Tossa Castle, declared a national monument in 1931, dates to the 12th century when the abbot of Ripoll built it as a defence against the pirates who would raid up and down the coast. Even local fishermen would pay the “castellatge del peix“: a type of tax that enabled them to fish nearby waters under the castle’s protection.
Relatively little remains of the original castle which was situated where the lighthouse is now. However, significant parts of the gothic Church of Sant Vicenç can still be seen.
The original layout of Tossa Castle included seven towers, of which three still conserve their own identity:
– The Tower of Joanàs, on the eastern side, was built close to the rocks, affording it fabulous views.
– The Clock Tower or Tower of Time, in the centre, near the town entrance.

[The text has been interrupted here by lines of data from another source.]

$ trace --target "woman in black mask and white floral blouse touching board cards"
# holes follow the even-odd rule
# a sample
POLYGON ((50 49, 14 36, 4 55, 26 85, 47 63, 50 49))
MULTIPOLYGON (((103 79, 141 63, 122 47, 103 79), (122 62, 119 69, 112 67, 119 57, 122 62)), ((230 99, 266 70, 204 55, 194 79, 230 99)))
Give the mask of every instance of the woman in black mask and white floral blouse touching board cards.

– The gothic-style Stone or Homage Tower, on the western side, beside the Governor’s Palace, houses the Municipal Museum.
As well as defending the town from piracy, Tossa Castle, also played an important role in the War of Independence against the French in the 19th century. Its strategic geographical location meant it could afford protection to the whole bay.

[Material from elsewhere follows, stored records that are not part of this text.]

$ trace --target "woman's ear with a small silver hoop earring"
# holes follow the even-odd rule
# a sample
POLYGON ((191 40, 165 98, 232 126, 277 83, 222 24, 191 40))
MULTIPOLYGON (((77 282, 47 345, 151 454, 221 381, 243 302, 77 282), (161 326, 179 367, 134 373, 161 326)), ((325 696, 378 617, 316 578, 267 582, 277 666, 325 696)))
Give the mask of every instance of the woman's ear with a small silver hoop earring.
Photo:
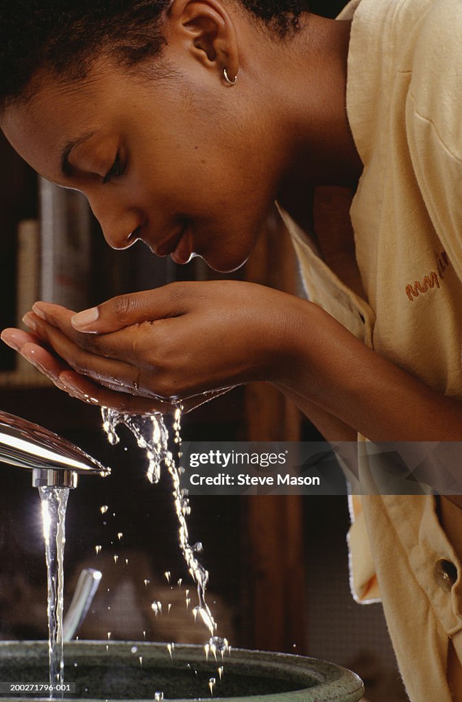
POLYGON ((237 33, 220 0, 174 0, 167 15, 167 41, 180 41, 183 49, 204 67, 223 78, 239 71, 237 33))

Inside, the construction is equally remarkable. The Plaza de Armas contains a staircase that takes you to the beautiful Camino de Ronda coastal path, where you can conclude your historical walk with fabulous views.
Because of how easy and family-friendly it is, a visit to Tossa Castle has become one of the activities most frequently recommended by Camping Cala Llevadó to its guests. The walk has something for everything: history buffs, pirate-obsessed kids and anyone who simply appreciates a stunning view.